“You should be using more than 1 region” could also be “you should be using more...

hn_throwaway_99 · on July 2, 2019

To somewhat echo BurritoElPastor's comment, running a system/app that can be run in multiple clouds is orders of magnitude more difficult than just running a system/app that can be run in multiple regions.

And, not to be snarky, but many of the other responses that are along the lines of "It's not really that difficult to run in multiple clouds" - let's just say I have trouble believing these commenters have real world experience actually doing this. I'm not saying it's impossible, but it is extremely difficult for any system of reasonable complexity with a dev team of, say, 10 or more people.

And, if you can stomach the cost, you do give up the ability to really use any of the proprietary (and often times awesome) functionality of a particular provider, which can put your dev velocity at a big disadvantage.

Doubleslash · on July 3, 2019

It's not trivial but it's also not an order of magnitude more difficult anymore, as you describe it. There is a reason why Kubernetes gets a lot of backing from corporate customers - precisely because it hides and abstracts most of the underlying infrastructure and provides platform-agnostic primitives that make sense at the application level.

Once you have deployed your stack on Kubernetes, you can pretty much run it on any cloud or infrastructure with minor tweaks at most.

CaptainJustin · on July 2, 2019

It's quite common in cloud solution design to design for failure.
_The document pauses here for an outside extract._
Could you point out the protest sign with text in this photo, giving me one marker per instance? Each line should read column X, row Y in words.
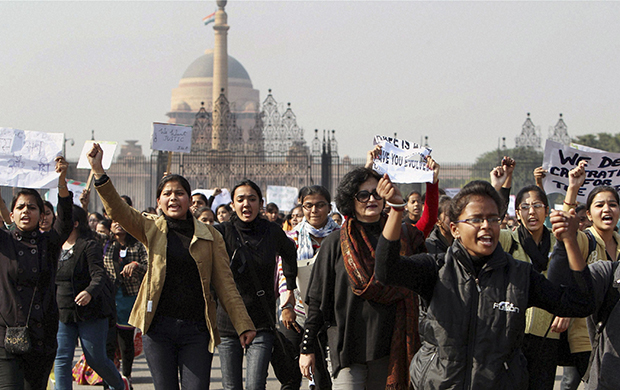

One of the common assumptions that we hold to is that one region may go down. Other examples: Assume an instance of an app can go down. Assume a VM can go down. Assume a DC can go down.

This is not to excuse the downtime in any way.

wombatpm · on July 2, 2019

Do we need a new definition for RAID level?

Redundant Array of independent Data Clouds.

I guess for RAID 5 would I need a min of 3 regions or 3 separate cloud providers.

lwb · on July 2, 2019

Do people ever worry that an entire cloud provider may go down, or is that too unlikely of a case?

jsty · on July 2, 2019

However much we technical people might salivate at the prospect of designing a multi-cloud solution, for the vast majority of businesses it simply isn't worth the cost / complexity. I'd wager 90-something percent of applications could suffer multi-hour outages without impacting business function to any measurable degree.

Plus the fact that without serious investment, you're probably more liable to decrease availability by going multi-cloud thanks to the increased system complexity.

hinkley · on July 2, 2019

The real trick here, which many people don’t want to look at, is to avoid overly centralizing your workflow.

I can get a lot of work done while Outlook is down. Hell, probably more work done.

If our build server is down I can work for a couple hours (unless we’ve done something very bad). Same for git or our bug database or wiki or or or. When I get stuck on one thing I can swap to something else every couple of hours. And there is always documentation (writing or consuming).

But if some idiot, hypothetically speaking of course, puts most of these services into the same SAN, then we are truly and utterly screwed if there is a hardware failure.

Similarly if you make one giant app that handles your whole business, if that app goes down and there are no manual backups you might as well send everybody home.

I went to get a drink the other day and the place looked funny. They’d tripped a circuit breaker and the whole kitchen lost power. But the registers and the beverage machines were on a separate circuit. And since they sold drinks and food in that order, they stayed open and just apologized a lot. Whoever wired that place knew what they were doing.

hunter2_ · on July 3, 2019

Probably lost 1 of 3 phases. You're quite right in that the decision of what phase a circuit is on has a lot to do with business, and hopefully no major repurposing of the space without rewiring the space has occurred. For lighting, you'd want 1/3 of fixtures per room to go out, not 1/3 of your rooms in their entirety. For appliances and receptacles, you'd rather lose a whole function (the kitchen) than be able to cook but not do dishes, with every function trying to figure out oddball workarounds.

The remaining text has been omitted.